Telles sont les deux explications qu’on donne de nos premières opérations en Cochinchine. Sans se prononcer encore pour l’une ou pour l’autre, il est permis de croire, si l’on tient compte des actes de l’amiral Rigault de Genouilly, que tout d’abord nos visées n’étaient pas très ambitieuses. L’amiral dirige les forces qu’il commande sur la baie de Tourane, s’en empare, détruit les deux forts qui la défendent, et se rend maître de la presqu’île de Champ-Callao. Son intention est d’agir sur Hué, capitale de la Cochinchine, située à quinze lieues de Tourane et à six lieues de la mer, et à laquelle on arrive par une rivière obstruée de bancs de sable. Le brave amiral avait espéré conduire ses canonnières au moyen de cette rivière devant Hué, et contraindre le roi Tu-duc, sous le feu de ses canons, à traiter avec lui; mais la mousson du nord-est rendait cette opération hasardeuse, et une expédition par terre, avec le peu de soldats dont il disposait, n’était pas praticable. Bientôt il dut former un autre projet. Il était entouré de missionnaires européens qui, malgré un long séjour dans le pays, avaient sur l’esprit des habitans les plus étranges illusions.
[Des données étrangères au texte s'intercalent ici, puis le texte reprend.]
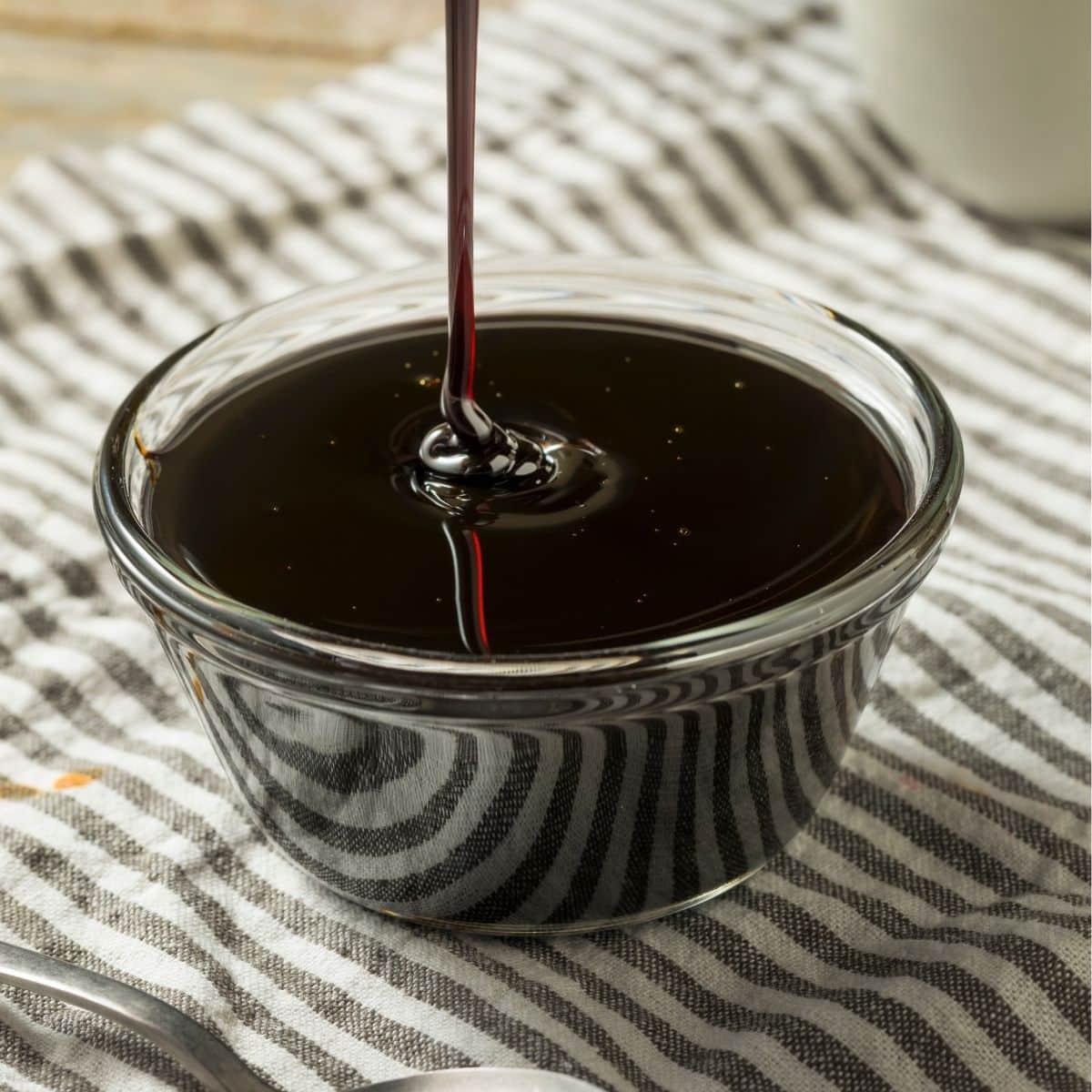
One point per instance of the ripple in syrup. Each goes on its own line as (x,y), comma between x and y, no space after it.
(718,486)
(640,485)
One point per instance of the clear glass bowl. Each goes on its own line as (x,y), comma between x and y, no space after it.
(546,793)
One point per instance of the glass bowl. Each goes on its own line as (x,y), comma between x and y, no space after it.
(539,793)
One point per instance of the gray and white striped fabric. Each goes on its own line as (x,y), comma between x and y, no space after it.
(929,927)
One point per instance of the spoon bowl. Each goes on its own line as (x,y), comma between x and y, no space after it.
(206,1057)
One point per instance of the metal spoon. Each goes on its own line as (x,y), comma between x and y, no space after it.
(203,1055)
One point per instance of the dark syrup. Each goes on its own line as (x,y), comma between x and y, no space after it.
(718,486)
(638,485)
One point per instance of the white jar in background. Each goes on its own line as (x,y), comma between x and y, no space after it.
(991,96)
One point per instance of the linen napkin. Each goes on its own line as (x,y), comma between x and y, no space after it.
(929,927)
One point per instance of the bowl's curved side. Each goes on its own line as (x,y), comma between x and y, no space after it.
(539,825)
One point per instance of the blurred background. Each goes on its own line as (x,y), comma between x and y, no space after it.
(989,96)
(93,71)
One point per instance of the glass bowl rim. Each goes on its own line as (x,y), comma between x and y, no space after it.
(174,589)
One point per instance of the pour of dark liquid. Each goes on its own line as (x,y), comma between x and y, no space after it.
(642,484)
(719,486)
(469,443)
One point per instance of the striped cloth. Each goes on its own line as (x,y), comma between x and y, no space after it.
(927,931)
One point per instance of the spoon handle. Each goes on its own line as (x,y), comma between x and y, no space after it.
(196,1049)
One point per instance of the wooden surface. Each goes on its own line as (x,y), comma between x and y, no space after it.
(93,71)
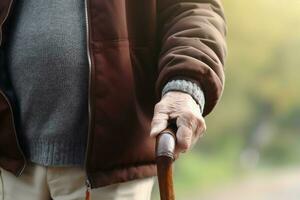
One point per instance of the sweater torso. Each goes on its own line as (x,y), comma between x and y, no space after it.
(48,68)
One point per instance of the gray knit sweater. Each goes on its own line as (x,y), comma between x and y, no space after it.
(48,67)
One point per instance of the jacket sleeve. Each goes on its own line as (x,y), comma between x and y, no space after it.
(191,38)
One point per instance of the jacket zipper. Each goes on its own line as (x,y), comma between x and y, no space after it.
(88,183)
(10,106)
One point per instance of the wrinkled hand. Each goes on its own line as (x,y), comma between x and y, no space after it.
(190,123)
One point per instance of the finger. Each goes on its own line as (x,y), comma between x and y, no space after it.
(159,123)
(184,138)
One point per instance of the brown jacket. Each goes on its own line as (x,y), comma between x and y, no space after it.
(134,47)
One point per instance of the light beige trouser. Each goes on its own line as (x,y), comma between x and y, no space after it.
(66,183)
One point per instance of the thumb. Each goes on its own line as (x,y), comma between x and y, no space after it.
(159,123)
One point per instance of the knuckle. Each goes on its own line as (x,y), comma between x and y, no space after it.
(159,106)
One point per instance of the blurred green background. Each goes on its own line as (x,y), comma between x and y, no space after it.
(253,133)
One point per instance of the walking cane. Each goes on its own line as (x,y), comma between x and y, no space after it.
(165,146)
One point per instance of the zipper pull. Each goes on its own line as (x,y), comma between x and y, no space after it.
(88,190)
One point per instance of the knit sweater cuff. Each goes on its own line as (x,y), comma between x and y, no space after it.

Ils lui disaient, avec une confiance qu’ils voulaient lui faire partager, que le peuple annamite était tellement fatigué du joug qui pesait sur lui qu’à notre apparition il se soulèverait et nous recevrait en libérateurs. Les combats que nous avions été obligés de livrer à Tourane ne devaient pas donner de crédit à ce langage; mais on assurait à l’amiral que, sur un autre point de la côte, nous rencontrerions un tout autre accueil. La population chrétienne répandue autour de Saïgon et dont nous aurions l’appui, la salubrité relative de la Basse-Cochinchine, les nombreux cours d’eau qui la sillonnent dans tous les sens favorables aux opérations militaires, la facilité que nous y trouverions d’affamer la capitale en interceptant les approvisionnemens de riz qu’elle tire de cette partie du royaume, enfin cette circonstance que la mousson de nord-est, contraire pour aller de Tourane à Hué, serait propice pour se rendre à Saïgon, ces diverses considérations déterminèrent l’amiral Rigault de Genouilly à abandonner Tourane et à se diriger vers la Basse-Cochinchine[1]. Notre expédition ne suivait donc pas un plan arrêté à l’avance; elle subissait l’influence des événemens.

  1. Tourane fut évacué le 7 février 1859.